Posted to issues@calcite.apache.org by "Jess Balint (Jira)" <ji...@apache.org> on 2023/02/07 22:34:01 UTC
[jira] [Closed] (CALCITE-5209) Proper sub-query handling if it is used inside select list and group by
[ https://issues.apache.org/jira/browse/CALCITE-5209?page=com.atlassian.jira.plugin.system.issuetabpanels:all-tabpanel ]
Jess Balint closed CALCITE-5209.
--------------------------------
Resolved in release 1.33.0 (2023-02-06)
> Proper sub-query handling if it is used inside select list and group by
> -----------------------------------------------------------------------
>
> Key: CALCITE-5209
> URL: https://issues.apache.org/jira/browse/CALCITE-5209
> Project: Calcite
> Issue Type: Bug
> Affects Versions: 1.30.0
> Reporter: Ian Bertolacci
> Assignee: Dmitry Sysolyatin
> Priority: Major
> Labels: pull-request-available
> Fix For: 1.33.0
>
> Time Spent: 1.5h
> Remaining Estimate: 0h
>
> SqlRelConverter.getSubQuery uses reference comparing in order to find SubQuery instance.
> But it does not work in case when select list has column which refers to the column inside `GROUP BY` clause.
> For example:
> {code}SELECT deptno IN (1,2) FROM emp.deptno GROUP BY deptno IN (1,2);{code}
> In this case `SqlNode` inside select list and `SqlNode` inside `GROUP BY` are different SqlNode instances.

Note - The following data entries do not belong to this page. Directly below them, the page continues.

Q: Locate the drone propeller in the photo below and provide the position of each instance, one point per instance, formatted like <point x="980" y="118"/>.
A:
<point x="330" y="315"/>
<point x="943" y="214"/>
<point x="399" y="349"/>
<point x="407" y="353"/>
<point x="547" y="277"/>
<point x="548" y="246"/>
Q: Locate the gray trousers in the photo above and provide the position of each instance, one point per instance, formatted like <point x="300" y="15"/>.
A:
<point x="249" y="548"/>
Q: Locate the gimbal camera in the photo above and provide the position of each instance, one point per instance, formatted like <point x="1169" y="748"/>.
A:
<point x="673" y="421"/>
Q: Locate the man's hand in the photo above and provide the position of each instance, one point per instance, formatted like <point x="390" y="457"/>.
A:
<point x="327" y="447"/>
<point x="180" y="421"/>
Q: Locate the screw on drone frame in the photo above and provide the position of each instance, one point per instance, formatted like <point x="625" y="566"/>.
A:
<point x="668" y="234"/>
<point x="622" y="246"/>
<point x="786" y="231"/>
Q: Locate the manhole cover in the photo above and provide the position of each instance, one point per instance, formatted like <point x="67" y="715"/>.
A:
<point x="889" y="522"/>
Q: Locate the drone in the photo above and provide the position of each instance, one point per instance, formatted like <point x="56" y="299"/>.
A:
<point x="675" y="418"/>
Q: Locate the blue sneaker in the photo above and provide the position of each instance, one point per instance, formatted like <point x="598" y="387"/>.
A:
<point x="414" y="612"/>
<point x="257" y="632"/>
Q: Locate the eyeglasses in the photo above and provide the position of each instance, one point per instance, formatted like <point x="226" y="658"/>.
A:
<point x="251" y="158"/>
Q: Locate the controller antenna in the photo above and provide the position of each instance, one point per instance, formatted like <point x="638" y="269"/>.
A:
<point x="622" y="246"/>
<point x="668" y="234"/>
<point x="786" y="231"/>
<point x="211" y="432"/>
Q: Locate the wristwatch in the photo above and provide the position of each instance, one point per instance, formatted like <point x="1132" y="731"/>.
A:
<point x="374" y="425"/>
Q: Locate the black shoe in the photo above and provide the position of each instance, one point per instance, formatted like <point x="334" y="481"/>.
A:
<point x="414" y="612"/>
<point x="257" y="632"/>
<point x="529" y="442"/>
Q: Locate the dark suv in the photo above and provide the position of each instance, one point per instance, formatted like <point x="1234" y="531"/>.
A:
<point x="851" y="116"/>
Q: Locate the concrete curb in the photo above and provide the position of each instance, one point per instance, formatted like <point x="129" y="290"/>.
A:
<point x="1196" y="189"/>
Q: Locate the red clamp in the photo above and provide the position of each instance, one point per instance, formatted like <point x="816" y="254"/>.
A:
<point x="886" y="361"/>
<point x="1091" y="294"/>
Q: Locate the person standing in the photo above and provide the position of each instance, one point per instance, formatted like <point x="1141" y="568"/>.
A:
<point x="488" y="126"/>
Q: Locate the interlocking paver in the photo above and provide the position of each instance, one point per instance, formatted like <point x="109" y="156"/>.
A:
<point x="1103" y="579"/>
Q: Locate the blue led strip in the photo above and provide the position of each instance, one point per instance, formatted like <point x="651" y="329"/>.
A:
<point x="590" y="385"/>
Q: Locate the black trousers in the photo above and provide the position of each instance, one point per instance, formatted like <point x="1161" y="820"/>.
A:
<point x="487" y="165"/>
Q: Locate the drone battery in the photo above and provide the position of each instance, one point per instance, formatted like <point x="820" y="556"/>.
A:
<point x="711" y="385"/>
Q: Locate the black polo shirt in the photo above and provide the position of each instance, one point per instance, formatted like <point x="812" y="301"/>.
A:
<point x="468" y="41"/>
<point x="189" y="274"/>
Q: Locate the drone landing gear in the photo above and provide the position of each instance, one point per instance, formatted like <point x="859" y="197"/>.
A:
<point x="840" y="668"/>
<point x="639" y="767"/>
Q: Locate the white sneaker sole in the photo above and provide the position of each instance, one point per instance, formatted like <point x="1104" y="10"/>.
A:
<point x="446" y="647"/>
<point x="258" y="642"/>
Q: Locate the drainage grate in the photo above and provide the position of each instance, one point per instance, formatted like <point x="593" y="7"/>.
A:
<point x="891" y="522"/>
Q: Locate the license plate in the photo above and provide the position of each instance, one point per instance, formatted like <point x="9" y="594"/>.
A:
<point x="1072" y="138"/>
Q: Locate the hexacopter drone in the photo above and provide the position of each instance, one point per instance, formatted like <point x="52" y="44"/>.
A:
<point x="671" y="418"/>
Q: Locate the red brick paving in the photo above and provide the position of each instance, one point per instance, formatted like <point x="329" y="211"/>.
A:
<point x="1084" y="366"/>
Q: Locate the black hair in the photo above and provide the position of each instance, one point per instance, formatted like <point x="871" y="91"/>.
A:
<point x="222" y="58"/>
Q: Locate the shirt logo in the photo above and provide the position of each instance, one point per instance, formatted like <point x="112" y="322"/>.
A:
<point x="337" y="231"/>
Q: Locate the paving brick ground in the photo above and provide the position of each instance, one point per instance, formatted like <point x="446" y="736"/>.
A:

The reference comparing won't work.
> The following bug is a result of this behaviour:
> For these examples assume that:
> - {{`SqlToRelConverter.Config.config().withInSubQueryThreshold(5)`}} has been set.
> - The source table has 4 columns (Column_0 through Column_3)
> - Each column is of type BIGINT NOT NULL
> The failing query is:
> {code:java}
> select
> case
> when Column_3 in (1, 2, 3, 4, 5) THEN 1
> else 0
> end
> from T1000
> group by
> case
> when Column_3 in (1, 2, 3, 4, 5) THEN 1
> else 0
> end
> {code}
> The exception is:
> {code:java}
> 3
> java.lang.ArrayIndexOutOfBoundsException: 3
> at com.google.common.collect.RegularImmutableList.get(RegularImmutableList.java:75)
> at org.apache.calcite.tools.RelBuilder.inferAlias(RelBuilder.java:2163)
> at org.apache.calcite.tools.RelBuilder.project_(RelBuilder.java:1956)
> at org.apache.calcite.tools.RelBuilder.project(RelBuilder.java:1797)
> at org.apache.calcite.tools.RelBuilder.project(RelBuilder.java:1769)
> at org.apache.calcite.tools.RelBuilder.project(RelBuilder.java:1758)
> at org.apache.calcite.sql2rel.SqlToRelConverter$Blackboard.register(SqlToRelConverter.java:4680)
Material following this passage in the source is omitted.